This is for groups already working on camera waypoint predictors who need a cheap way to add actor awareness during training. The empirical controls are tight enough that a referee can evaluate the claim without guessing at hidden variables. I would send it to review.

Referee Report

2 major / 1 minor

Summary. The manuscript proposes road-user sidecar (RU-sidecar) supervision using simulator-derived labels for actor grounding, relevance to ego trajectory, and short-horizon motion to train a camera-based model for open-loop waypoint prediction. The deployable model uses only RGB, ego state, and route commands at inference. On route-disjoint splits with matched setups and three seeds, RU-sidecar achieves 1.223±0.01 m FDE, a 28.7% improvement over the matched no-teacher control (1.716±0.02 m) and wins on 1417/1494 routes. The paper notes that simulator-state teacher alignment is stronger at 1.186±0.15 m but with higher variability, and that a privileged-to-camera gap remains.

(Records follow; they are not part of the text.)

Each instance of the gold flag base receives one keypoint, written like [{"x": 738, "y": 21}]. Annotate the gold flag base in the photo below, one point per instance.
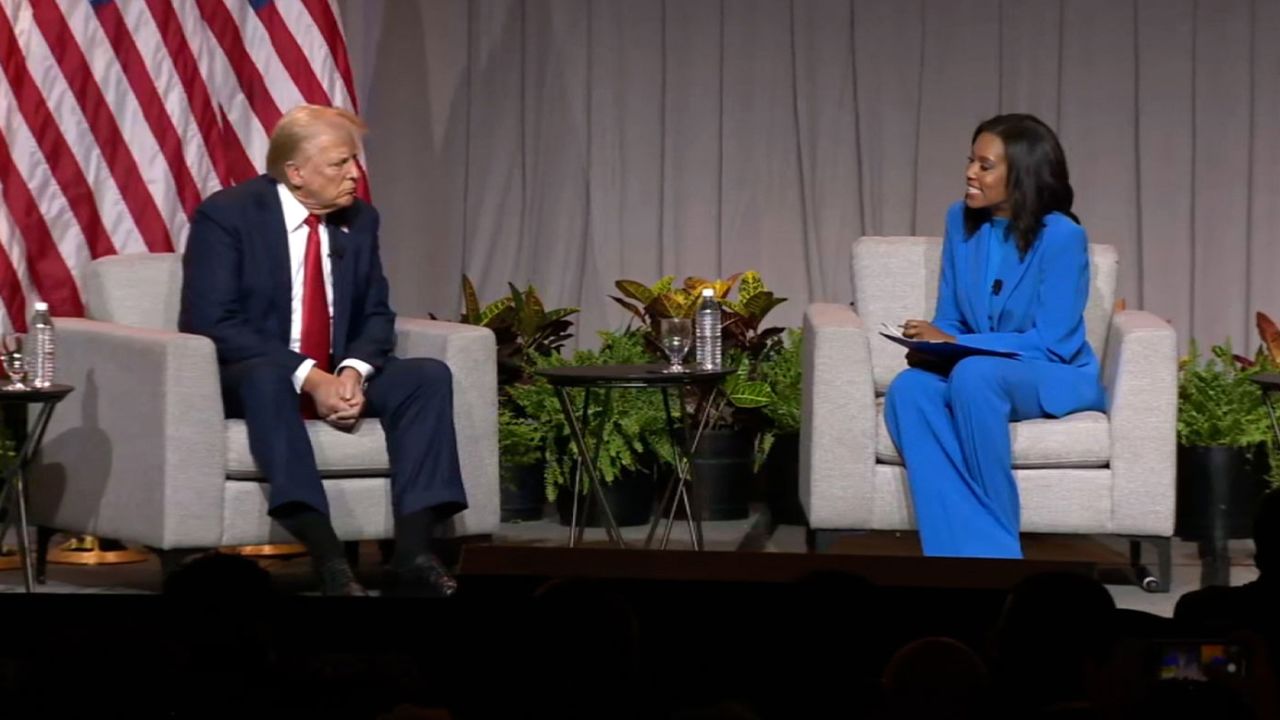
[
  {"x": 88, "y": 550},
  {"x": 278, "y": 550}
]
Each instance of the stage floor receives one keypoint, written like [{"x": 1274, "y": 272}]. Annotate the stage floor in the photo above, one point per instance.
[{"x": 293, "y": 574}]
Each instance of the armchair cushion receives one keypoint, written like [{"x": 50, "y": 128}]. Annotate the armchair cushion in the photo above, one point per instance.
[
  {"x": 338, "y": 454},
  {"x": 1080, "y": 440}
]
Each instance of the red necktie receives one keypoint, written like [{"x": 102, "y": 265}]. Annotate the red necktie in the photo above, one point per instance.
[{"x": 315, "y": 308}]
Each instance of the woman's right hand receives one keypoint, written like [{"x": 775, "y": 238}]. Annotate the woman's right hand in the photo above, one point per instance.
[{"x": 924, "y": 329}]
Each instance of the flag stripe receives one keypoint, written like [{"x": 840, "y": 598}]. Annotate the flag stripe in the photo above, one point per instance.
[
  {"x": 48, "y": 270},
  {"x": 291, "y": 55},
  {"x": 103, "y": 126},
  {"x": 250, "y": 78},
  {"x": 197, "y": 92},
  {"x": 321, "y": 13},
  {"x": 236, "y": 150},
  {"x": 58, "y": 154},
  {"x": 152, "y": 106},
  {"x": 10, "y": 279},
  {"x": 117, "y": 118}
]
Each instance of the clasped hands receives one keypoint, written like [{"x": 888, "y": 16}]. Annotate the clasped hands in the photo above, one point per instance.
[{"x": 338, "y": 399}]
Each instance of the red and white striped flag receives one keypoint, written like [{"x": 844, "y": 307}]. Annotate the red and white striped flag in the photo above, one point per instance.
[{"x": 118, "y": 117}]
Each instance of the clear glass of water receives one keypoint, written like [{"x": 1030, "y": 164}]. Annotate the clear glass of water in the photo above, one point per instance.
[
  {"x": 675, "y": 336},
  {"x": 14, "y": 363}
]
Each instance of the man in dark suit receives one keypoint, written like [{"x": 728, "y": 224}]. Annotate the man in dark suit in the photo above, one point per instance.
[{"x": 283, "y": 273}]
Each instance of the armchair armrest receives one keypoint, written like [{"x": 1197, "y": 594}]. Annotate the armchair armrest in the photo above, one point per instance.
[
  {"x": 471, "y": 355},
  {"x": 1141, "y": 378},
  {"x": 137, "y": 451},
  {"x": 837, "y": 420}
]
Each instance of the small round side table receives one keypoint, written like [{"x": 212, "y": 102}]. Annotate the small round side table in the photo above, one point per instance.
[{"x": 13, "y": 495}]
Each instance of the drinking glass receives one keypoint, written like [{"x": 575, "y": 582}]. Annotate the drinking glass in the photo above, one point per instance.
[
  {"x": 675, "y": 336},
  {"x": 14, "y": 363}
]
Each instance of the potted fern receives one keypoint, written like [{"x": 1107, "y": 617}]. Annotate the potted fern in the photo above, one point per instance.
[
  {"x": 1224, "y": 450},
  {"x": 723, "y": 463},
  {"x": 525, "y": 332},
  {"x": 632, "y": 442},
  {"x": 778, "y": 452}
]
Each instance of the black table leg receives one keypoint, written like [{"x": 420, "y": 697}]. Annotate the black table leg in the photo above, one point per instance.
[
  {"x": 588, "y": 461},
  {"x": 16, "y": 495}
]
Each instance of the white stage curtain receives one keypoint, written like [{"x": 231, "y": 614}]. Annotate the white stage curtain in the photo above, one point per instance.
[{"x": 571, "y": 142}]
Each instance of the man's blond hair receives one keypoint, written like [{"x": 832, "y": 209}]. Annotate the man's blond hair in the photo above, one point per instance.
[{"x": 301, "y": 124}]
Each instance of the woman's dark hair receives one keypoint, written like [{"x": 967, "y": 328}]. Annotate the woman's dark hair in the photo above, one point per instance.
[{"x": 1037, "y": 177}]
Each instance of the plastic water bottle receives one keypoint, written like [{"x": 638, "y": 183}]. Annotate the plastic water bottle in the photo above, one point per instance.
[
  {"x": 42, "y": 346},
  {"x": 708, "y": 332}
]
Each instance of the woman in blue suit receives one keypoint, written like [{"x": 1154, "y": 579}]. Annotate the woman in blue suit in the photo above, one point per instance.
[{"x": 1015, "y": 277}]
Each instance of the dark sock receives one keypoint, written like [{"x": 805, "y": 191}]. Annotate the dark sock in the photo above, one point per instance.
[
  {"x": 312, "y": 529},
  {"x": 414, "y": 536}
]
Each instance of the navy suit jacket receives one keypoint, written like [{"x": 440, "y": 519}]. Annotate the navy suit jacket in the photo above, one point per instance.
[
  {"x": 237, "y": 287},
  {"x": 1040, "y": 311}
]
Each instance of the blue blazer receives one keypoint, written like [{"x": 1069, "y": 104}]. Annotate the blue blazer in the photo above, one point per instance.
[
  {"x": 1040, "y": 311},
  {"x": 237, "y": 287}
]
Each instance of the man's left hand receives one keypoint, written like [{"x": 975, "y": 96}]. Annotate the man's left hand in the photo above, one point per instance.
[{"x": 351, "y": 386}]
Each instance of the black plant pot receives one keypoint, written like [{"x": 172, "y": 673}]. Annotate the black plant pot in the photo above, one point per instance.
[
  {"x": 630, "y": 497},
  {"x": 1217, "y": 488},
  {"x": 722, "y": 466},
  {"x": 780, "y": 478},
  {"x": 524, "y": 497}
]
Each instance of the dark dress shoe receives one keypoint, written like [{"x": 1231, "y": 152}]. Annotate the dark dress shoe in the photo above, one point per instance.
[
  {"x": 424, "y": 577},
  {"x": 337, "y": 579}
]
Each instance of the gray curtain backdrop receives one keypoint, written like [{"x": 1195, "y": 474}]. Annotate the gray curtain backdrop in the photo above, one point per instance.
[{"x": 572, "y": 142}]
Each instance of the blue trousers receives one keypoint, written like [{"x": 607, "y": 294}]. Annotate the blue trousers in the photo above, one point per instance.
[
  {"x": 952, "y": 433},
  {"x": 411, "y": 397}
]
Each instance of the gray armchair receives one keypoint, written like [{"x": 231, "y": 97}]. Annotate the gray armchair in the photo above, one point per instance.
[
  {"x": 141, "y": 451},
  {"x": 1095, "y": 473}
]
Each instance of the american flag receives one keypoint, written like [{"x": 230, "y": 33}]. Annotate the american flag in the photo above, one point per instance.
[{"x": 118, "y": 117}]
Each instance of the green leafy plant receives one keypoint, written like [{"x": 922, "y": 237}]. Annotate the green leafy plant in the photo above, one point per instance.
[
  {"x": 522, "y": 327},
  {"x": 635, "y": 432},
  {"x": 1219, "y": 405},
  {"x": 744, "y": 341},
  {"x": 525, "y": 332}
]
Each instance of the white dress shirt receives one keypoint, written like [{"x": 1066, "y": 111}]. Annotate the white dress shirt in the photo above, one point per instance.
[{"x": 296, "y": 224}]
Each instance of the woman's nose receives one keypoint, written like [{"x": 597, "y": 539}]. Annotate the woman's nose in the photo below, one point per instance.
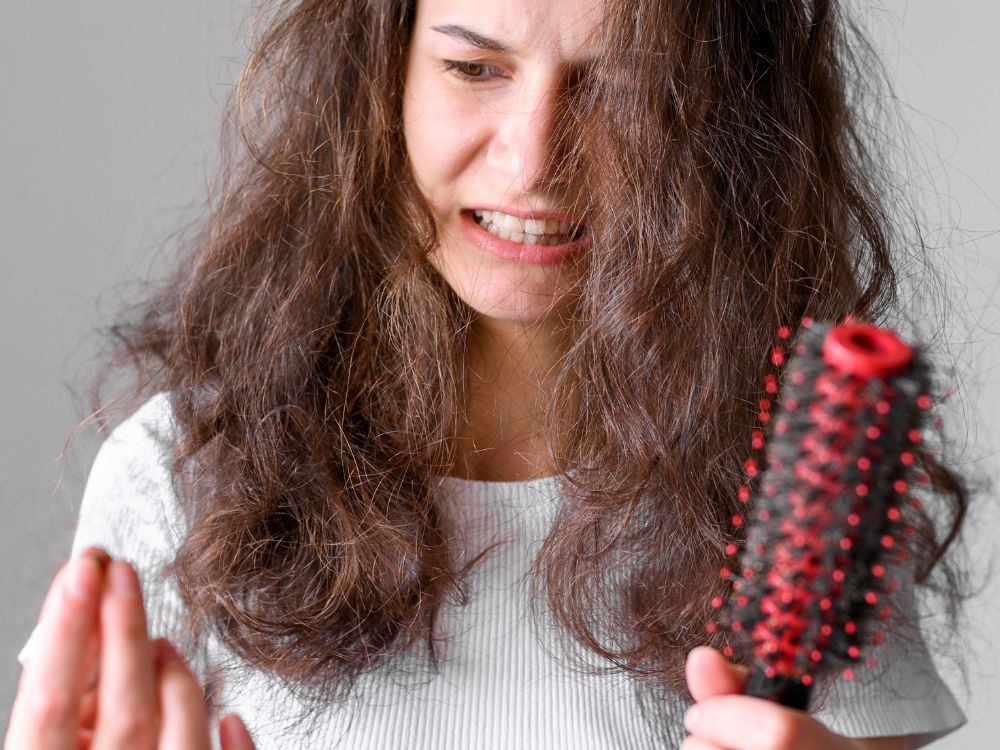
[{"x": 523, "y": 144}]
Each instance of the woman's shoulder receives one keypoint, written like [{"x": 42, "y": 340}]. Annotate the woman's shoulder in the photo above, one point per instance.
[{"x": 129, "y": 501}]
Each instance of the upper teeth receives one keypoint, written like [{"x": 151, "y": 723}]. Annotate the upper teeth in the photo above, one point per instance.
[{"x": 513, "y": 224}]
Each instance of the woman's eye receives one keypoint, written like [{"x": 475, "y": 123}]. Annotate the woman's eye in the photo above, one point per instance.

Significance. This work provides empirical evidence that actor-centric supervision from privileged sources can be transferred to improve camera models without changing the inference pipeline. Strengths include the use of route-disjoint splits, multiple random seeds with standard deviations, per-route win counts, and actor-conditioned performance slices. The acknowledgment of the remaining gap between sidecar and full simulator state is honest and useful for the field.

major comments (2)

[Abstract] Abstract: The evaluation is limited to open-loop FDE metrics in simulation; while this matches the stated scope of waypoint prediction, the absence of any closed-loop rollout results or analysis of how the FDE reduction affects downstream metrics such as collision avoidance leaves the practical impact of the 28.7% gain untested.
[Abstract] Abstract: The 32.6% reduction is reported relative to the plain baseline, yet the matched no-teacher non-sidecar control already improves 5.5% over the plain baseline; the manuscript should isolate the incremental contribution of the sidecar labels versus the no-teacher control to substantiate that the actor-centric supervision is the primary driver.

minor comments (1)

The abstract states results with three seeds and reports standard deviations, but does not indicate whether the same seeds were used for all ablations to ensure direct comparability.

Simulated Author's Rebuttal

2 responses · 0 unresolved

We thank the referee for the positive assessment and constructive feedback. We address the major comments point by point below.

read point-by-point responses

Referee: [Abstract] Abstract: The evaluation is limited to open-loop FDE metrics in simulation; while this matches the stated scope of waypoint prediction, the absence of any closed-loop rollout results or analysis of how the FDE reduction affects downstream metrics such as collision avoidance leaves the practical impact of the 28.7% gain untested.

Authors: We agree that closed-loop evaluation and downstream metrics such as collision rates would provide further insight into practical impact. However, the stated scope of the work is open-loop waypoint prediction (as reflected in the title, abstract, and final sentence of the abstract). We have already been explicit about this boundary condition by stating that 'The evidence is limited to open-loop simulation diagnostics.' Extending to closed-loop rollouts would require additional simulation infrastructure and evaluation protocols outside the current contribution on actor-centric sidecar supervision for representation learning. revision: no
Referee: [Abstract] Abstract: The 32.6% reduction is reported relative to the plain baseline, yet the matched no-teacher non-sidecar control already improves 5.5% over the plain baseline; the manuscript should isolate the incremental contribution of the sidecar labels versus the no-teacher control to substantiate that the actor-centric supervision is the primary driver.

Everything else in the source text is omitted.